Tony Finn (pictured) has won claims of unfair and wrongful dismissal, whilst also being subjected to detriments and sex harassment relating to the baldness comment.
Photo: ‘The Daily Mail’

Calling a man 'bald' is considered sexual harassment, the High Court has ruled. Justice Ellenbogen agreed with the assertion that commenting on a man's baldness in the workplace is the equivalent to remarking on the size of a woman's breasts, ‘The Daily Mail’ reports.

In a recently released full judgement, a judge said that using the word about a man could breach equality laws because it is 'inherently related to sex'.

It follows a lengthy legal case brought by electrician Tony Finn who claimed he had been sexually harassed during a heated row at British Bung Company in 2019.

The employee claimed he was the victim of discrimination after supervisor Jamie King had called him a 'bald c***' during an argument on the shop floor.

Mr Finn took the West Yorkshire-based manufacturing group to an Employment Appeals Tribunal after he was dismissed  in 2021.

Mr. Finn saw the tribunal rule in his favour in February 2022. Although his former employers immediately appealed this decision.

However, in November 2023, the tribunal dismissed the British Bung Company's appeal, which centred on the argument that because both men and women can be bald - through choice or illness - that using the word in relation to a man could not be in breach of equality laws.

Overseeing the appeals process, Mrs.
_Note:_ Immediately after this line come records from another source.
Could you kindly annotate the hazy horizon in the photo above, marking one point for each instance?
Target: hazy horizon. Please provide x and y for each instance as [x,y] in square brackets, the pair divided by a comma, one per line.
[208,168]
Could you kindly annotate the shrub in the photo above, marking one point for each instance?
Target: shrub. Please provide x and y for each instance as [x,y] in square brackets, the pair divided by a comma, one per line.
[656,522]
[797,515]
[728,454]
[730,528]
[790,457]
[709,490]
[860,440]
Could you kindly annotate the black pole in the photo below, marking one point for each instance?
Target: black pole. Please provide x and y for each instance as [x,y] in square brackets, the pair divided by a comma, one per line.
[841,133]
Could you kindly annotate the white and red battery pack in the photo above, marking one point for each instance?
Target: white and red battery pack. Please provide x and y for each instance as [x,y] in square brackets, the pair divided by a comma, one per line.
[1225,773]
Justice Naomi Ellenbogen DBE stated that Mr. King's baldness remarks were 'inherently related to sex'.

Justice Ellenbogen's ruling, which has just been published in full, now paves the way for Mr. Finn to receive compensation more than five years after he was first insulted.

Justice Ellenbogen agreed with the assertion that commenting on a man's baldness in the workplace is the equivalent to remarking on the size of a woman's breasts.

'In concluding, rightly, that baldness is more prevalent in men, the tribunal was not importing questions of disparate adverse impact into its reasoning.

'Rather it was recognising the fact that the characteristic by reference to which Mr King had chosen to abuse [Mr Finn] was more prevalent in people of [Mr Finn]’s gender, more likely to be directed at such people, and, as such, inherently related to sex', Justice Ellenbogen stated.